We headed north from Wellington earlier this week, setting out to explore the “Volcanic Loop” of the central North Island. We spent a day visiting Lake Taupo, NZ’s biggest lake (known locally as the “Great Lake”) that was formed from the world’s largest recorded volcanic eruption over 70,000 years ago. The lake and the surrounding town are now a favorite spot for both NZ locals and tourists, bustling with activity. We enjoyed another beautiful day and headed out to explore the town.
But lest we get too relaxed (something Lee hasn’t really been complaining about), we also managed to get in another trail ride – this one to Huka Falls, a beautiful turquoise-blue set of rapids and falls on the Waikato River as it narrows that from a width of ~100m to a 15m canyon.
From there we headed just south to Tongariro National Park, NZ’s first national park, that covers an area of dramatic landscapes and encompasses three volcanic peaks – Mt Tongariro, Mt Ngauruhoe (otherwise known to Lord of the Rings fans as Mordor’s “Mt Doom” in the movie), and Mt Ruapehu, an active volcano that had a series of dramatic eruptions as recently as 1995 and 1996. The area holds the relatively uncommon status of having dual recognition as a World Heritage Site, cited for both its physical and cultural significance and revered as sacred land by the Maori.
The park is best known for the “Tongariro Crossing”, a 19K track that is one of NZs most popular day hikes and another of the nine “Great Walks”. Being a little nervous about the time required by our middle-aged knees, we stayed overnight just outside the park and got up early for the first shuttle of the day (5:30AM) to catch a brisk 6AM start – in the dark! (thank goodness Lee remembered the flashlight). Between the dark, the volcanic landscape, and a bit of a foggy mist, the effect for the first hour or two of walking was distinctly other-worldly.
Once we had the benefit of the sun’s return, the daylight revealed a dramatic volcanic landscape, including the Red Crater, probably the most striking scene with its dramatic deep red color (not fully caught in my photos).
While the 40-50 MPH winds at the summit kept us on our toes and hanging onto our hats (quite literally)…
…the view from height of the climb included the striking Emerald Pools and Blue Lake, both acidic lakes with high sulfur and chemical content that are definitely better for viewing than swimming, as well as the peak of Mt Ngauruhoe.
The active fumaroles (steam vents) and frequent smell of sulfur were good reminders of the volcanic activity that continues to rumble just beneath the surface of the dramatic landscape.

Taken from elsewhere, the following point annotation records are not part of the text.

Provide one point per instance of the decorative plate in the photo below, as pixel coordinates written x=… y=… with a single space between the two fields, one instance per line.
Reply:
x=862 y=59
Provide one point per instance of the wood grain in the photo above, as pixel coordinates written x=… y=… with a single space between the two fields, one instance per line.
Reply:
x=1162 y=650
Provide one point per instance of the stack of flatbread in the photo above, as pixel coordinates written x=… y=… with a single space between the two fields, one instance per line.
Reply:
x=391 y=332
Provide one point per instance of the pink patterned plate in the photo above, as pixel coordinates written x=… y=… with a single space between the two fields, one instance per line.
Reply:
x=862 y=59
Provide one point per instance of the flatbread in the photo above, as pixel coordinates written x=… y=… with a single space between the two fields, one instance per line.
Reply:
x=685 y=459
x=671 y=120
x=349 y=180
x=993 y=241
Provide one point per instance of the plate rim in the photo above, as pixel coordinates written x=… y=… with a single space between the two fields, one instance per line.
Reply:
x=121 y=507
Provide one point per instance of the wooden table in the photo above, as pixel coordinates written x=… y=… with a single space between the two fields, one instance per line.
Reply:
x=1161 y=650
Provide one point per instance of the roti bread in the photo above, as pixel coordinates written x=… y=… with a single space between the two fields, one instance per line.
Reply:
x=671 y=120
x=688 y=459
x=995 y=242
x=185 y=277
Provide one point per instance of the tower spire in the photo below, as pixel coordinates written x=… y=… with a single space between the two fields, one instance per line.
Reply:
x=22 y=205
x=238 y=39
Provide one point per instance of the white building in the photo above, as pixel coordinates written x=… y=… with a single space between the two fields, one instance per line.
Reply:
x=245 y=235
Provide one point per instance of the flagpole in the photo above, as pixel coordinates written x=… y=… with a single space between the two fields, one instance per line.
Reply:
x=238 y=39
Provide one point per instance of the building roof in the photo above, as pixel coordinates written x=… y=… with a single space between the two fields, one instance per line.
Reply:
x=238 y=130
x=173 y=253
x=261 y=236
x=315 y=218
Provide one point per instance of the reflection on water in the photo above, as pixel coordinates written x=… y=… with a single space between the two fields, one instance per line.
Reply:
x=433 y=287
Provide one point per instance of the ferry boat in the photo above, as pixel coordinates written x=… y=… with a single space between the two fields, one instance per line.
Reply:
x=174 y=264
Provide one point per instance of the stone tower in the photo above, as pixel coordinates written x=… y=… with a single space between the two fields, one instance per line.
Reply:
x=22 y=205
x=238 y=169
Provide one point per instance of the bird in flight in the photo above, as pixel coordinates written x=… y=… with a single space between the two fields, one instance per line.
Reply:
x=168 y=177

Luckily our knees held out and the second half of the walk was an easy downhill walk past a few more spots for more dramatic scenery, allowing us to finish by early afternoon.
The next day we took advantage of the return of more clear skies to get another view of the dramatic scenery by taking a drive up past the national park and into the Ruapehu ski area, NZs largest ski area, and took a ride up the ski lift. While the rocks are typically covered in meters of snow by mid-June, the lunar landscape here was quite a contrast to the ski areas of the east – I’m sure the winter skiing is dramatic, but can’t quite picture spring skiing here!